The hijackers intend to steal and sell both the plane and an ancient vase being transported on board which, according to legend, acts as a prison for a death god. The passengers try to hinder the hijackers but they are unable to overpower them and instead wind up tied to the seats of the plane, the hijackers planning to use them as hostages.

Meanwhile, air traffic control becomes alarmed; they have lost radio contact with the plane as it first veers off course and then disappears from radar. They alert the authorities, who assume the plane has been taken over by terrorists and send fighter aircraft to intercept it. As fighter planes take off and close in on the airliner the would-be hostages escape their bonds. The people on the hijacked airliner begin to go violently crazy, killing themselves and each other without apparent reason; the incorporeal death god has been released from the vase and is possessing people, trying to find a suitable host.

The airliner passes into South American airspace, causing the fighter jets to give up pursuit; then the air controllers watch in horror as the plane begins to descend, its trajectory sending it into the ocean. One of the passengers has disabled the autopilot and is flying the plane into the ocean to prevent the death god from being released into the world. A passenger possessed by the death god and one of the hijackers try to stop the plane from crashing, but they fail; the death god leaves the passenger's body at the last moment, giving her only enough time to scream into the radio before the plane hits the water.
Back in London, the air traffic controllers are marched out of the control room by the authorities, who mean to leave no witnesses. The eyes of one of the controllers flash blue, indicating that he is possessed by the death god.

==Cast==
- Mark Hamill as Malcolm Brook
- Billy Murray as Cutter
- Simon Phillips as Alan
- Gemma Atkinson as Harriett
- Julian Glover as George
- Alan Ford as Max
- Craig Conway as Luke
- Allison McKenzie as Agent Millward
- Dominic Burns as Bob
- Rita Ramnani as Claire
- Raji James as Kailash
- Kimberly Jaraj as Laura
- Andrew Shim as Sam

==Production==
Gemma Atkinson said in an interview she "was surprised that they had a whole aeroplane for shooting".

In front of the very plane actor Simon Phillips ("How to Stop Being a Loser") gave an interview during the film's shooting.
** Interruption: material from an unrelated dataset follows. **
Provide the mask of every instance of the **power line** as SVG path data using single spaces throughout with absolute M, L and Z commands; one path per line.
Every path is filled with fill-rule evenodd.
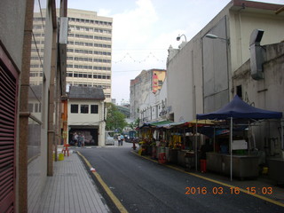
M 116 61 L 114 61 L 114 63 L 117 64 L 117 63 L 121 63 L 122 62 L 123 60 L 125 60 L 127 58 L 130 59 L 131 60 L 133 60 L 134 63 L 142 63 L 142 62 L 146 62 L 146 60 L 148 60 L 150 58 L 154 58 L 157 61 L 159 62 L 165 62 L 164 59 L 160 59 L 159 58 L 157 58 L 152 51 L 150 51 L 148 53 L 148 55 L 142 60 L 138 60 L 138 59 L 136 59 L 134 57 L 132 57 L 132 55 L 129 52 L 126 52 L 125 55 L 120 59 L 120 60 L 116 60 Z

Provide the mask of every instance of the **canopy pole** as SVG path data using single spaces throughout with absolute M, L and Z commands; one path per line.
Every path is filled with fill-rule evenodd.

Among other things he explained his role is supposed to provide some comic relief.

The director Dominic Burns has a cameo appearance as a character called Bob.

==Release==
The film premiered on the opening of the British International Film Festival, 11 May 2012. On 10 February it was published that Chelsea Films (a division of Curzon Artificial Eye) purchased the United Kingdom rights for a release in 2012.